Ruby memegangi perutnya yang kini terasa semakin melilit sembari menggigit bibir karena menahan sakit. Dia hendak berdiri, tetapi tubuhnya seolah tak bisa digerakkan.
"Daiya! Daiya!" Mia kembali berteriak memanggiol Daiya. "Cepatlah hubungi ambulan! Nona Ruby sepertinya mau melahirkan!"
"Hah? Apa?" Daiya yang muncul dari ruang belakang tampak terkejut. "Ah, iya. Baiklah. Tunggu sebentar!"
Daiyah bergegas menghubungi ambulan, juga tak lupa memberi tahu Garcia, sementara Mia juga bergegas mengambil barang-barang keperluan Ruby untuk melahirkan--yang sebelumnya telah disiapkan.
Ruby sendiri tampak masih duduk sembari menahan rasa sakit yang semakin lama semakin menjadi. Keningnya terlihat mulai mengeluarkan keringat dingin.
"Tunggu sebentar, Nona. Ambulannya akan segera datang," ujar Mia, berusaha untuk menghibur Ruby.
Ruby mengangguk tanpa bisa mengatakan apapun. Perutnya terlalu sakit, sehingga dirinya tak bisa mengatakan apa-apa.

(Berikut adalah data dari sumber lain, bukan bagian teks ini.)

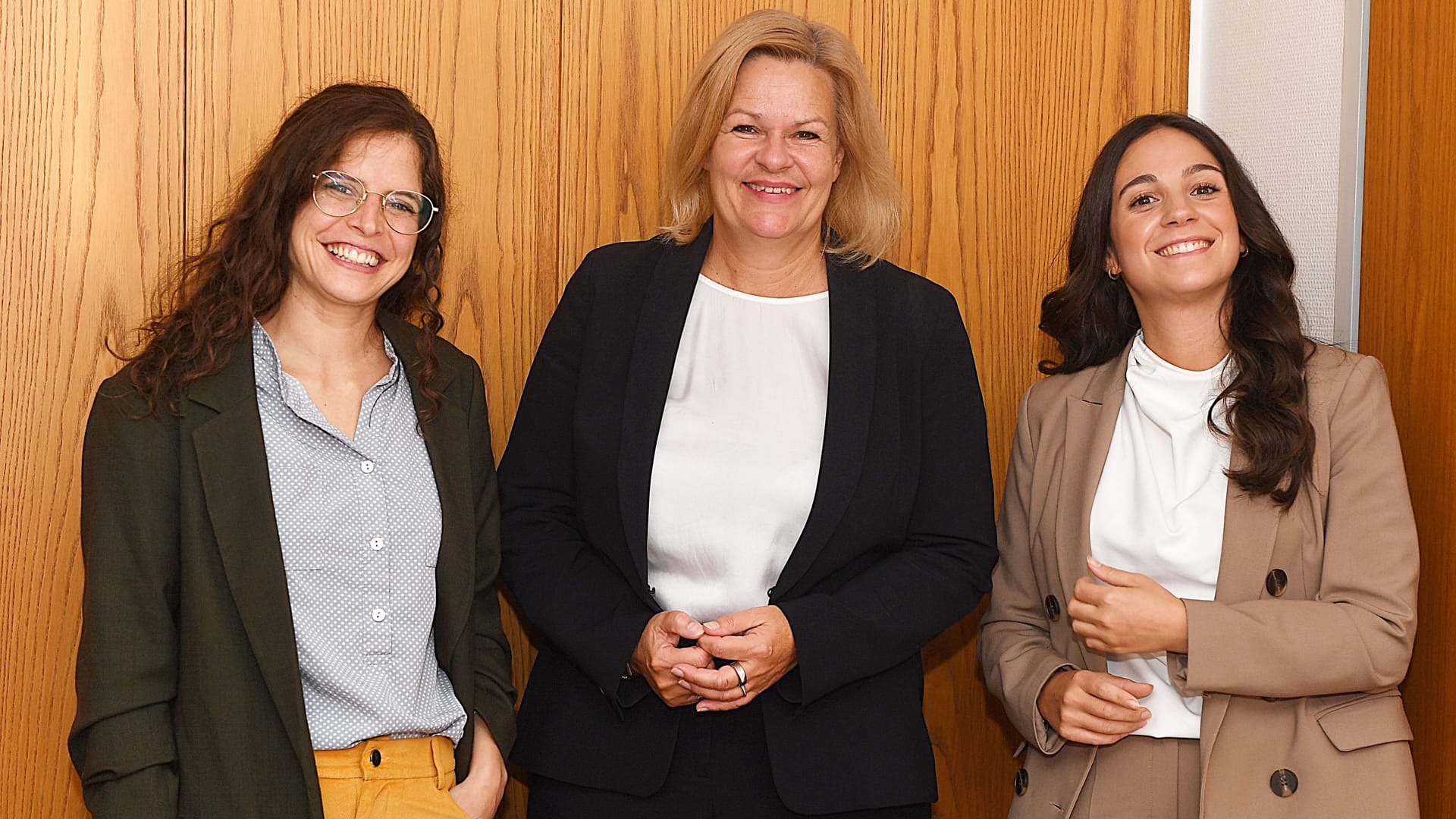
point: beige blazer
(1299, 654)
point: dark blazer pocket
(1366, 722)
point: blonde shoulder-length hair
(862, 215)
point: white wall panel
(1283, 82)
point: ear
(1110, 264)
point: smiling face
(1175, 238)
(777, 155)
(350, 261)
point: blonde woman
(748, 475)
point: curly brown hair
(1092, 318)
(240, 270)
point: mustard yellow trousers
(389, 779)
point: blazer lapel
(654, 350)
(450, 463)
(1250, 526)
(1091, 422)
(846, 417)
(237, 485)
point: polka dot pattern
(359, 522)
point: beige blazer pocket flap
(1366, 722)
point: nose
(1178, 210)
(367, 218)
(774, 155)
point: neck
(322, 333)
(778, 268)
(1193, 340)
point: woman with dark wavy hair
(1206, 596)
(289, 509)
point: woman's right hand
(657, 653)
(1092, 707)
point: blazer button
(1283, 783)
(1053, 608)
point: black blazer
(899, 542)
(190, 701)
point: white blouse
(739, 452)
(1159, 507)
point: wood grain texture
(1407, 319)
(92, 164)
(554, 115)
(993, 111)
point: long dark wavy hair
(240, 270)
(1092, 318)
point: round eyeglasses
(335, 193)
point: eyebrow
(756, 115)
(1188, 171)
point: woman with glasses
(289, 510)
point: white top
(739, 450)
(1159, 507)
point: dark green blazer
(190, 700)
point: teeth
(356, 256)
(1184, 248)
(761, 188)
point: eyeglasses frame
(382, 200)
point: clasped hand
(1128, 614)
(1131, 614)
(758, 640)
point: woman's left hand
(758, 640)
(1131, 614)
(481, 792)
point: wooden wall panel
(1408, 319)
(91, 155)
(993, 110)
(554, 115)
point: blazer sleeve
(491, 651)
(1357, 632)
(123, 741)
(944, 563)
(565, 586)
(1015, 648)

Tak lama kemudian, ambulan pun datang bersama dengan beberapa petugas medis. Mereka langsung membantu Ruby masuk ke dalam ambulan, lalu mereka pun meluncur menuju rumah sakit terdekat. Daiya ikut mendampingi Ruby, sedangkan Mia tetap tinggal di rumah.
Selama perjalanan menuju rumah sakit, Ruby terus mengerang menahan sakit. Entah kenapa, rasa sakit di perutnya terus meningkat dan seolah tak memiliki jeda.
"Sabar, Nona. Sebentar lagi kita akan sampai di rumah sakit," ujar Daiya mencoba menghibur.
"Ughhh ... Sakit sekali ...." Ruby bergumam lirih di tengah rintihannya.
"Ya, memang seperti itu rasanya orang yang mau melahirkan, Nona. Rasanya memang sakit sekali, tetapi semua rasa sakit itu akan terbayar saat nanti Nona sudah melihat wajah bayinya."
Ruby mengatup mulutnya dengan bibir yang sedikit bergetar, antara menahan sakit juga menahan tangis. Dia tak tahu apakah wajah bayinya nanti akan memberikan penghiburan untuknya. Ruby justru takut akan membenci anaknya yang tak berdosa itu hanya karena mengalir darah Arslan di tubuhnya.